Released in CinemaScope and Technicolor, this visually beautiful dramatic Western gained instant notoriety, in 1958, because of the scene in which Julie London strips for the Tobin gang...
Mann at the edge
Director Anthony Mann's compositions for the frame always tended towards classic simplicity and uncluttered spareness, even in epic forms like El Cid. In Man of the West, they are pared back to the bone, mostly to a single claustrophobic interior and a journey through a barren desert landscape into a ghost town (ironically called "Lassoo").
Gary Cooper, in one of his most interior late performances, and sporting the resonant name of Link Jones, plays a former outlaw long gone straight and respectable, who through an unhappy chain of circumstances falls afoul of his old gang, presided over by ranting father/mentor figure Lee J Cobb, in a grandly theatrical role.

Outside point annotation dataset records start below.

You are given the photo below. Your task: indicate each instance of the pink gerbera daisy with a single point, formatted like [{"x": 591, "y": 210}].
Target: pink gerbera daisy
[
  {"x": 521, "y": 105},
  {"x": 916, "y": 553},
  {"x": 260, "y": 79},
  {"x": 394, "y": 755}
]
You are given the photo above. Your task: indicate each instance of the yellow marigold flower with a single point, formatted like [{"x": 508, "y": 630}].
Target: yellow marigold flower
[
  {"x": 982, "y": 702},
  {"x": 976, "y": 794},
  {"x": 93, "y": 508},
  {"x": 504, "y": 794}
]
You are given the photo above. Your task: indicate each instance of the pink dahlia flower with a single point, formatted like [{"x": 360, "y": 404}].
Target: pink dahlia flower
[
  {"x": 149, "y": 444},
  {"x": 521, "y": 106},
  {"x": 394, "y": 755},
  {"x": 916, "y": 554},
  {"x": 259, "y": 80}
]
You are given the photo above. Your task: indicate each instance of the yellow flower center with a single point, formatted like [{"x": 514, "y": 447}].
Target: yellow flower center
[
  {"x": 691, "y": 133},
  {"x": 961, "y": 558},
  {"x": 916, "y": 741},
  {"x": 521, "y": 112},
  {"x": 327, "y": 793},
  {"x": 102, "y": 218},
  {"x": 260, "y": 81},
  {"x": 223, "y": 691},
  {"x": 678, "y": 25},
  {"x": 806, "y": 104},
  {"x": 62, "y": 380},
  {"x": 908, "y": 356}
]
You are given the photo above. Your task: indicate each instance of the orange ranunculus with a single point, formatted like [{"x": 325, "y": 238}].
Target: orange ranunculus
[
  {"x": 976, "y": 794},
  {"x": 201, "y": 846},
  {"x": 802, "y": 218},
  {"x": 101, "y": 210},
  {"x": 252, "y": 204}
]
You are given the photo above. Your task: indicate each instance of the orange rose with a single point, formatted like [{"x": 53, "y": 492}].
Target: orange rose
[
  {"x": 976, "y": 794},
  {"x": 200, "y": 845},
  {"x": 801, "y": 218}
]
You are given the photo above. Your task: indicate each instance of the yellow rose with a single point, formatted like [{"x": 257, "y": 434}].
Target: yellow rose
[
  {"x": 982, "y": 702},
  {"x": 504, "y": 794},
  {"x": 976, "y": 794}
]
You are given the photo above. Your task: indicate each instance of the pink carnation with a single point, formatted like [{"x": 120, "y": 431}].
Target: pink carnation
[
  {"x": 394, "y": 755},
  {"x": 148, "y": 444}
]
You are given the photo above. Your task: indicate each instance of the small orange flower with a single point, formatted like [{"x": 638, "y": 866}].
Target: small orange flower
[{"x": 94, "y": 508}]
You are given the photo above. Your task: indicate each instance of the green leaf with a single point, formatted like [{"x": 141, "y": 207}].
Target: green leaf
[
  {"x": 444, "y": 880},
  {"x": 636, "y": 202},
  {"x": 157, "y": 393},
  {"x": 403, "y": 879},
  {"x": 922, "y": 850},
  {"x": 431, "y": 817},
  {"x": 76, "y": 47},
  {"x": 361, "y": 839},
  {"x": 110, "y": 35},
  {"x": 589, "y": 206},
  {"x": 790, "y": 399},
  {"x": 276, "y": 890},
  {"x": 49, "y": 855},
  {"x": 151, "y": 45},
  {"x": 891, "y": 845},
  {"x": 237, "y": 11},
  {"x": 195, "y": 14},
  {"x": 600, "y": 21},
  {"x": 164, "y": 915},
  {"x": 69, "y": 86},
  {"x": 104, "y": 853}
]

The most extreme of Mann's exploration of dysfunctional families and betrayed friendships, Man of the West encompasses sexual and physical humiliation (there are two remarkably nasty parallel scenes involving, respectively, Julie London and Jack Lord, and Gary Cooper and Jack Lord), madness and fratricide. Gary Cooper functions very differently from James Stewart in their respective westerns for Mann: while Stewart's demons are generally unleashed from within or through a contemplation of his alter ego in another strong protagonist (Bend of the River, The Naked Spur, The Man from Laramie), Cooper's are re-imposed from without (the accidental meeting up with his old partners in crime).
The film ends in tragedy: Cobb's death at the hands of his erstwhile "son" Cooper is staged with a grandeur that is consistent with Mann's proposal to film a western version of King Lear with John Wayne, a project sadly interrupted by Mann's sudden death. This is one of the great westerns.